Masks
He stared her down, and she sighed.
“And then there are pastes designed to soften the hair, so that it just sloughs off.”
“Sloughs off?” Mircea asked, perking up. Because he was next.
“Mmmhmm. You paste it where you want the hair to fall out, leave it for a short time and then just wash it off.”
“That doesn’t sound so bad.”
Bezio didn’t look convinced. “And how does that kill me?” he demanded.
“Well, they do use arsenic in the mix—”
“Arsenic?”
“—along with quicklime and rock alum, but it’s the arsenic that does the trick. Well, as long as you wash it off soon enough. Otherwise you can burn yourself there, too—”
“Burn myself, hell!” He stared at her. “I can die! Are you trying to poison me, woman?”
“You’re already dead,” Mircea pointed out.
“And don’t want to get any deader!”
“My point was that I don’t believe we can be poisoned.”
“Oh, we can be, yes,” Marte said, nodding enough to make her curls bounce. “Although it’s really rare. You’d have to ingest a great deal.” She glanced at Bezio. “Of course, considering how much hair we’re talking about here—”
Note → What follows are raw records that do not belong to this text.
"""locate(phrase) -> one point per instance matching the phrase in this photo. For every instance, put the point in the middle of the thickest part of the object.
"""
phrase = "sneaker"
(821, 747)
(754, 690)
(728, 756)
“Just rip the damned stuff out,” Bezio said, scowling. “It may hurt, but at least I’ll survive the process!”
“Well, that’s what I was doing,” she said, looking disappointed that he wasn’t as enthusiastic about her hobby as she was.
“Why not just use a glamourie?” Mircea asked, talking about the spells that vampires, and some mages, used to change their appearance. “And dispense with all of this?”
“Sure, why not?” Jerome asked, a little desperately.
The slight-built blond currently had no fewer than three attendants hovering around him, probably because he was the closest of them all to the Venetian ideal. And the slender, youthful body and thin, boyish face didn’t appear to have plumped up much, even after feeding. Of course, it was hard to tell. Since it currently had cold cream slathered all over it, while some noxious smelling substance was being combed through his hair.
“It’s only lye,” a severe-looking woman told him, when he protested.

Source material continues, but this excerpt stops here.